We discovered that GCS < 14 had the highest sensitivity at 0.6, and BT ≥ 38.5 °C had the highest specificity at 0.85. The negative predictive values of the four study clinical parameters were 0.70–0.72, which indicated that patients who did not meet the cut-off point of the four study clinical parameters were less likely to be infected with GNB. Furthermore, the risk of GNB infection may increase by 4-fold, while when 2, 3, or 4 of the study clinical parameters showed positive, the odds ratios were 1.79, 2.29, and 4.32, respectively. The need to treat for sepsis as well as GNB infection should be considered in patients with 2, 3, or 4 of the study clinical parameters showing positive results, as the odds ratios were 4.02, 4.83, and 5.50, respectively.

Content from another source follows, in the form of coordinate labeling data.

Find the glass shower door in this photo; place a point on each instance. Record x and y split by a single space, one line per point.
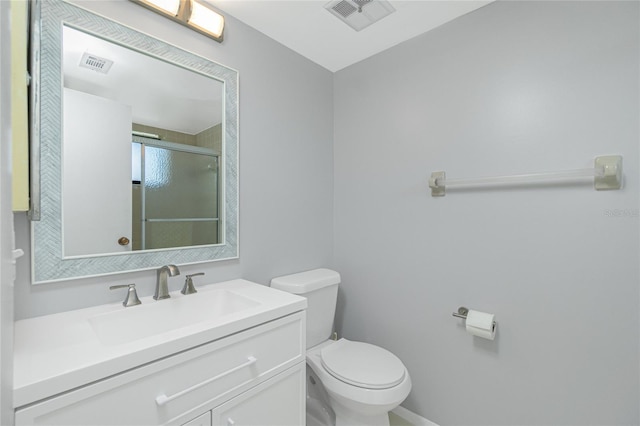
179 198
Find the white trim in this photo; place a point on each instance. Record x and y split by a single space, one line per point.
412 417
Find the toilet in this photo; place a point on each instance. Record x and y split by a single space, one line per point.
349 383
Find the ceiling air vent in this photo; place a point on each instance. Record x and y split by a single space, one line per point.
95 63
359 14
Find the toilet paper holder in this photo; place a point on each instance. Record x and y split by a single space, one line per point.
462 313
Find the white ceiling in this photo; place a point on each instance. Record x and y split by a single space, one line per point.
160 94
306 27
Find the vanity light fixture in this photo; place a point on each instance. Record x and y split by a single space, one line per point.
194 14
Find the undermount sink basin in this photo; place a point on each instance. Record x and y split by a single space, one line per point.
157 317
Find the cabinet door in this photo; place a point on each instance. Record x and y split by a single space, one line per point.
203 420
279 401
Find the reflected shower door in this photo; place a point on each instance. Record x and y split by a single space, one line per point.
179 198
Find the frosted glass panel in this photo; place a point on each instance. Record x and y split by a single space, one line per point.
180 184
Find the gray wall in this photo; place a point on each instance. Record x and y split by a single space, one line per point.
286 171
510 88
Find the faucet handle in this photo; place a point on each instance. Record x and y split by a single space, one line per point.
188 284
132 296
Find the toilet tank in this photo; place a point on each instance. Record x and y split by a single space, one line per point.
320 287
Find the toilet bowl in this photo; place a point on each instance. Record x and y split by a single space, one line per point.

To our knowledge, this was the first study conducted to evaluate physiological parameters to predict GNB infection in the ED. However, this study also has some limitations. First, some valuable information and data may be missing due to the nature of a retrospective study setting. Furthermore, due to the retrospective setting of this study, much greater heterogeneity of clinical and laboratory findings was noted in the non-GNB group than the GNB group. It is also difficult to ensure external validity for the larger population of GNB infection, that further studies are needed to validate the results of this study. Second, this was a single-center study and thus the bacterial species detected may have a selection bias. Third, the study was conducted in a tertiary medical center, where the disease severity of the visiting patients may be higher. Fourth, several unmeasured confounding factors may exist, such as the severity of underlying diseases and the time of treatment. Fifth, clinical parameters were obtained only once after arrival at the ED, while initial vital signs may better reflect the original patient status rather than the vital signs obtained after treatment. Sixth, false negative cases may be left out; however, the false negative rate was very low, as Peretz and colleagues discovered that only 0.13% of the initially negative blood cultures were positive after further examination by Gram staining [25]. Although the odds ratio for any combination of the two or three clinical parameters to predict GNB infection were provided in the Supplementary Table 5, we did not calculate the odds ratio for each possible combinations of the two-parameter or three parameter model (there are six possible two-parameter combinations and four possible three-parameter combinations), therefore, developing a clinical physiology scoring tool to predict GNB infection based on the findings of this research and comparing the newly established tool with the existing scoring systems, such as qSOFA and SIRS criteria, will be our future goal.

Clinical physiological parameters, including body temperature ≥ 38.5 °C, heart rate ≥ 110 beats per minute, respiratory rate ≥ 20 breaths per minute, and GCS < 14, were four rapid, simple, and cost-effective independent predictors that could detect GNB infection early in the ED.